Terzo mito: che il ciliegio sia sterile e quindi ecologicamente negativo. In parte è vero che non produce frutti commestibili, ma non è una pianta invasiva. I pochi semi che a volte si formano difficilmente attecchiscono in condizioni urbane. Inoltre, il ciliegio fiorito alimenta gli insetti impollinatori all'inizio della primavera, quando poco altro è in fiore.
Come coltivarlo con successo
- Esposizione: pieno sole per almeno 6 ore al giorno. Se l'ombra è eccessiva, la fioritura si riduce sensibilmente. Nelle zone più calde del Sud è preferibile una posizione che riceva un po' d'ombra nelle ore centrali dell'estate.
- Terriccio: ben drenato, neutro o leggermente acido. Se il terreno è molto compatto, lavorare compost su tutta l'area e piantare su un rialzo. Il ciliegio non tollera i ristagni idrici, che favoriscono il marciume del colletto e la gommosi da Phytophthora; il colpo di fuoco batterico, che si legge spesso a sproposito, riguarda invece melo, pero e biancospino, non i Prunus.
- Innaffiatura: regolare nei primi due anni dopo la messa a dimora, poi il ciliegio adulto si mantiene praticamente da solo. In primavera, durante la fioritura e la successiva emissione delle foglie, mantenere il terreno umido ma non fradicio.
- Potatura: minima.
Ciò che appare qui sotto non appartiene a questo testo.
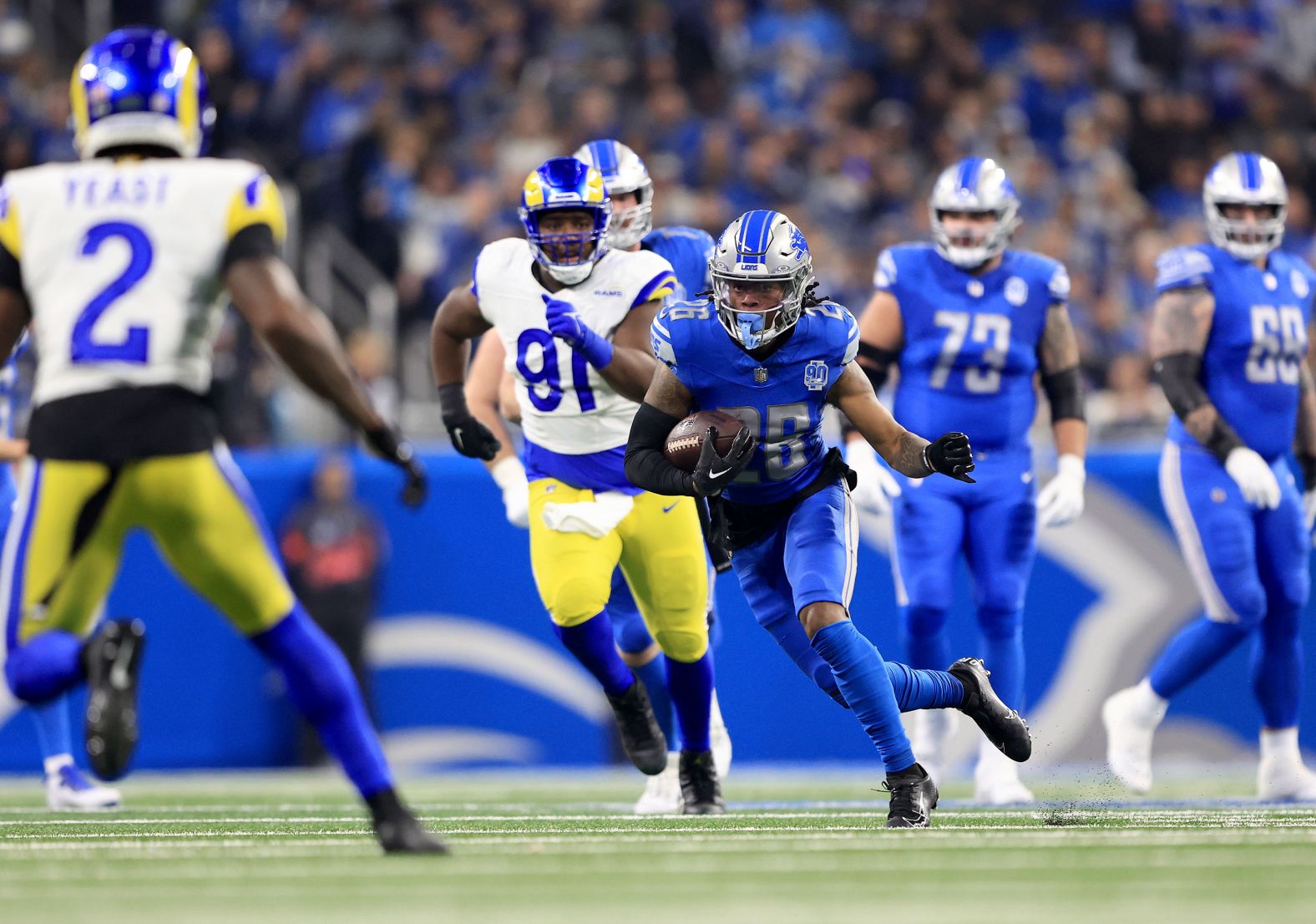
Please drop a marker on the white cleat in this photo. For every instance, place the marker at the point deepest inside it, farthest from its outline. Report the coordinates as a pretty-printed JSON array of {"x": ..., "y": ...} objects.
[
  {"x": 1131, "y": 719},
  {"x": 662, "y": 793},
  {"x": 68, "y": 790},
  {"x": 996, "y": 779},
  {"x": 719, "y": 740}
]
Eliminare solo i rami malati o che si incrociano. La potatura severa riduce la fioritura dell'anno successivo. Se necessario, potare subito dopo la fioritura, mai in autunno o inverno.
- Messa a dimora: autunno o inizio primavera. La buca va scavata larga il doppio della zolla ma non più profonda, e il colletto deve restare esattamente al livello del terreno: interrarlo di più fa marcire la pianta. In vaso, scegliere contenitori larghi almeno 50-60 centimetri per garantire spazio alle radici.
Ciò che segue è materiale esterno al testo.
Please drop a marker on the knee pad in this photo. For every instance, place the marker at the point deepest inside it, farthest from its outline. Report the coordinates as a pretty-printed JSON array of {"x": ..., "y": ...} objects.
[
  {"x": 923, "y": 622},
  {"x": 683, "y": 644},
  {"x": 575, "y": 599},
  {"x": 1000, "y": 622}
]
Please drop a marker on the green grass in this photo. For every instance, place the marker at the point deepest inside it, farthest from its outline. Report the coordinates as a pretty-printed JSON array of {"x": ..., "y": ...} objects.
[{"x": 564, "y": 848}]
Nei parchi italiani, il ciliegio giapponese è ormai una presenza consolidata. A Roma i ciliegi del Laghetto dell'EUR, donati dal Giappone alla fine degli anni Cinquanta, attirano fotografi ogni aprile. A Torino, il Parco del Valentino ne ha una decina di esemplari. Firenze, Padova e Bologna hanno potenziato negli ultimi anni le loro collezioni. A Como, nel Parco Spina Verde, alcuni ciliegi ornamentali si affacciano sui giardini terrazzati verso il lago. Non sono sempre segnalati ufficialmente, ma chi cammina nei parchi urbani italiani durante la prima metà di aprile inizia a riconoscerli: sono le piante attorno cui il passaparola accelera, dove arrivano i fotografi con i teleobiettivi, dove le persone fatte di fretta si fermano per scattare una foto da mandare ai genitori.
Il ciliegio giapponese non produce frutti che si possono mangiare, non ha proprietà medicinali locali, non migliora l'aria. Eppure, fiorisce ogni primavera perché chiediamo che fiorisca, perché sappiamo che due settimane di bellezza effimera giustificano lo spazio e la cura. È una pianta che insegna qualcosa di importante: che la bellezza non ha bisogno di utilità per valere la pena.